By Joseph Pimentel – After working as a traveling nurse for the past five years, Alino, a registered nurse at John Hopkins Hospital in Maryland, said there were Filipino nurses in every hospital she was assigned in. From the Houston medical center in Texas, the University of Arizona in Arizona, Yale-New Haven Medical Center in Connecticut to Cedars-Sinai Hospital in Los Angeles, Filipinos dominated the nursing staff.
“They were everywhere,” she said.
It’s no surprise that there are a lot of Filipinos who pursue a career in the medical field especially in nursing.
With the economic woes of the Philippines, lack of Americans pursuing a career in the nursing field, and the position’s high pay, it’s a simple case of supply and demand.
For the past several decades, US hospitals have recruited heavily in the Philippines to make up for a nursing shortage.

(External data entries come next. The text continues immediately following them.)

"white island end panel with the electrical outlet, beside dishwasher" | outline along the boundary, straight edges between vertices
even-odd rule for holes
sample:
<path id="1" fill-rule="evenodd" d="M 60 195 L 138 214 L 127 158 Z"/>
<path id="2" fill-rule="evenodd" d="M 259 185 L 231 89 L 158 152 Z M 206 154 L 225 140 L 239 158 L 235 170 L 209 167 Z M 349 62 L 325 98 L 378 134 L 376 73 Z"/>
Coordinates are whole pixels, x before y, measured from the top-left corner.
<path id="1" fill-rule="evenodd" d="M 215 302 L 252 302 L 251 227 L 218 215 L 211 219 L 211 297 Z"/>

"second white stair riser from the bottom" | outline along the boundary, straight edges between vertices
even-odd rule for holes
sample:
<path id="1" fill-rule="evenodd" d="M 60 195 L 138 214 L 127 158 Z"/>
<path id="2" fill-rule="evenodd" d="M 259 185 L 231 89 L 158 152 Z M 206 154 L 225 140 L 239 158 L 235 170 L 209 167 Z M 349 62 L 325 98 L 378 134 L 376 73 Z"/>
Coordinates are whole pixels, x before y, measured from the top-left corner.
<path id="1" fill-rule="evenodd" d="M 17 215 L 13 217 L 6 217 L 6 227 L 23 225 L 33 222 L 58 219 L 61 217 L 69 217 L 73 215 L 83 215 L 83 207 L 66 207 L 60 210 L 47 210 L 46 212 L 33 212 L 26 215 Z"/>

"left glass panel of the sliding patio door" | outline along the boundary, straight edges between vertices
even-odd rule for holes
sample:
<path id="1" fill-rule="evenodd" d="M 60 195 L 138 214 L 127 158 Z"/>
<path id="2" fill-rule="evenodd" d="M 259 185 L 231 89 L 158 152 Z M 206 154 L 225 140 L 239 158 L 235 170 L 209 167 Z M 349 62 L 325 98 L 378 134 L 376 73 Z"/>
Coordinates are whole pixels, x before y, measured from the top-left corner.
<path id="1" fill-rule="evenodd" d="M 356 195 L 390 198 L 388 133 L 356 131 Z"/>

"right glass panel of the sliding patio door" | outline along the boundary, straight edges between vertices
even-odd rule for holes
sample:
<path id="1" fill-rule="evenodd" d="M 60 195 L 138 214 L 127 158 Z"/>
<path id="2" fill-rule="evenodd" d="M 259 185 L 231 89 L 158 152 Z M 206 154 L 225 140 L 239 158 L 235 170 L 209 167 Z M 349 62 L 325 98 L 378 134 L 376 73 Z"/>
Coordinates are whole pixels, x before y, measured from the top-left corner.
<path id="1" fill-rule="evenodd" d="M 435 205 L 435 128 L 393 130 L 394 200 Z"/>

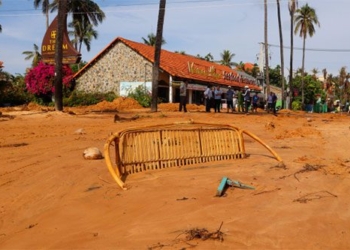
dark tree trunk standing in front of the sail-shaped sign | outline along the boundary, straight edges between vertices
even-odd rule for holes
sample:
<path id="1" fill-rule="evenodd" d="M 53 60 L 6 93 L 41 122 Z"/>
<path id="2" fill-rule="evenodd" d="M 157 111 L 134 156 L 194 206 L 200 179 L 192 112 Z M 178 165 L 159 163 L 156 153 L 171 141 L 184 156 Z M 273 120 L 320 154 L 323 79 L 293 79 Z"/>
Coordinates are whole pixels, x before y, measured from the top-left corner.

Many US agencies set up recruitment fair every year. The US Department of Labor estimates that the country by 2012 needs one million nurses to care for the more than 60 million aging baby boomers population. The study found that RN’s are projected to generate about 587,000 new jobs over the 2006-2016, one of the largest numbers among all occupations.
An independent non-profit organization on credentials evaluation, the Commission on Graduates of Foreign Nursing Schools (CGFNS), found that the Philippines topped the number of Certification Program Certificates Issued for the past five years.